From Ludwig von Mises (and Murray Newton Rothbard) I've learned that appeals to efficiency are false because costs are subjective and hence unmeasurable. Furthermore, they demonstrate in so many ways how interventions is always a decrease in utility, and would probably cause more instability, not less.

From Robert Anton Wilson I've learned that all appeals to efficiency are essentially an appeal to an illusion, a fiction with no bearing on reality.

A simple example which demonstrates the difference between all three positions would be that of your typical environmental concerns.

Ayn Rand would insist that human life is the ultimate end, and that appeals that value biological and ecological diversity above human life is irrational and anti-life.

Mises or Rothbard would argue that environmental concerns are those problems which stem from the lack of rigid property rights, the classic tragedy of the, [because there are] commons. Once polluters have to internalize all aspects of their costs, the environmental problem stops being a societal concern and one for individuals to work out in a tort system to minimize specific, individual harms. Furthermore, they would point out that government, and not private concerns have been the greatest polluters simply because they have no incentive to be efficient, as all pollutions are essentially a form of inefficiency on part of the producer who have not captured the fullest usage of all their output.
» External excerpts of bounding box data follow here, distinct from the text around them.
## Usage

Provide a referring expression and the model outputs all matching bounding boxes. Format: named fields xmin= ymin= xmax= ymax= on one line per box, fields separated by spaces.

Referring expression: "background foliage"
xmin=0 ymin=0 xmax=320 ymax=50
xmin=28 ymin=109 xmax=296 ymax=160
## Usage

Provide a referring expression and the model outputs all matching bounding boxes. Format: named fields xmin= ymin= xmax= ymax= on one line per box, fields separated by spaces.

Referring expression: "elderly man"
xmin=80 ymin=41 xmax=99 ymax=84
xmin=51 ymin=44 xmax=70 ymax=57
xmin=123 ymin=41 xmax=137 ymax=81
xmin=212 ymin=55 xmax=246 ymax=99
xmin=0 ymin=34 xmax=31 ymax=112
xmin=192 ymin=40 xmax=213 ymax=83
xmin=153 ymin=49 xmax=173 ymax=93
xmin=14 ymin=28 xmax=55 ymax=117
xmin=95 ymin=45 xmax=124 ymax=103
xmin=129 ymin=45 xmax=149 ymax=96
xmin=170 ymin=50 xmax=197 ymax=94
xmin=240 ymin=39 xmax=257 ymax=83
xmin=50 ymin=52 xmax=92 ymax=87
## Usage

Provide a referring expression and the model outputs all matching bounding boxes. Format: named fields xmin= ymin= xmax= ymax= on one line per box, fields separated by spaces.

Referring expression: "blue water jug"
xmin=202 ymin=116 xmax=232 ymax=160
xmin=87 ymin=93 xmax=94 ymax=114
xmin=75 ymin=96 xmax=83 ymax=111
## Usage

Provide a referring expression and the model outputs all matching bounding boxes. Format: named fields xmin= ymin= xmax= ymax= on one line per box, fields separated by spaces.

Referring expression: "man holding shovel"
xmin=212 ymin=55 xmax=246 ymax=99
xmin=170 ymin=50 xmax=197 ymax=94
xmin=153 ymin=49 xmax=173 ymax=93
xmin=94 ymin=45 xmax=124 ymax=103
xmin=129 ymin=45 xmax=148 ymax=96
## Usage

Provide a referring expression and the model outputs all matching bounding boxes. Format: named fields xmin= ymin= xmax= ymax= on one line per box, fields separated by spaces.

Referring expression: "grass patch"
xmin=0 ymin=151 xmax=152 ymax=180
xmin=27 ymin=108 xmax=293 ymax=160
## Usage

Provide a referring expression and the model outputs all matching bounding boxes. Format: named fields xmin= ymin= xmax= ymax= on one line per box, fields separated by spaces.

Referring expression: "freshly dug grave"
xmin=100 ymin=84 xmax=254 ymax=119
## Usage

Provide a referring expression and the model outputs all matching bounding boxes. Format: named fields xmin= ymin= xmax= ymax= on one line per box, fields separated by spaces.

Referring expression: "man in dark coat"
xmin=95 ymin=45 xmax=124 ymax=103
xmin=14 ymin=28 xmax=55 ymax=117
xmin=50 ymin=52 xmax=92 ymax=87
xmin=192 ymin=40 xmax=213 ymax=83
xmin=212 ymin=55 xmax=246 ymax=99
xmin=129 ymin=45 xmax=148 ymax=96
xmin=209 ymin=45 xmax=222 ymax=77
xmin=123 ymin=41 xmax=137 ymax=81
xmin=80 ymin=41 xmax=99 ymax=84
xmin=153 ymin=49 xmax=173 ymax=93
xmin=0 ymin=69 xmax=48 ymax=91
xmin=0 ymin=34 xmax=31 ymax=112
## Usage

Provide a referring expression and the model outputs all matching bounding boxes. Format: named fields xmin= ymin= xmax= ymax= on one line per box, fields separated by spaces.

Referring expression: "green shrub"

I haven't seen Robert Anton Wilson's position on environmentalism, but if he were to be a consistent discordian, he would insist that the environmental bugaboo is to be biased towards certain chemical compounds, as if the earth or "mother nature" cares for a particular composition or molecular arrangement (which it obviously doesn't). It cares not if the entire surface is desert, water, ice, forested, denuded, or atomic wasteland. The homuncular inhabitants may have their neurological circuits prefer a specific scenario, but it wouldn't exceed a normative whim in importance.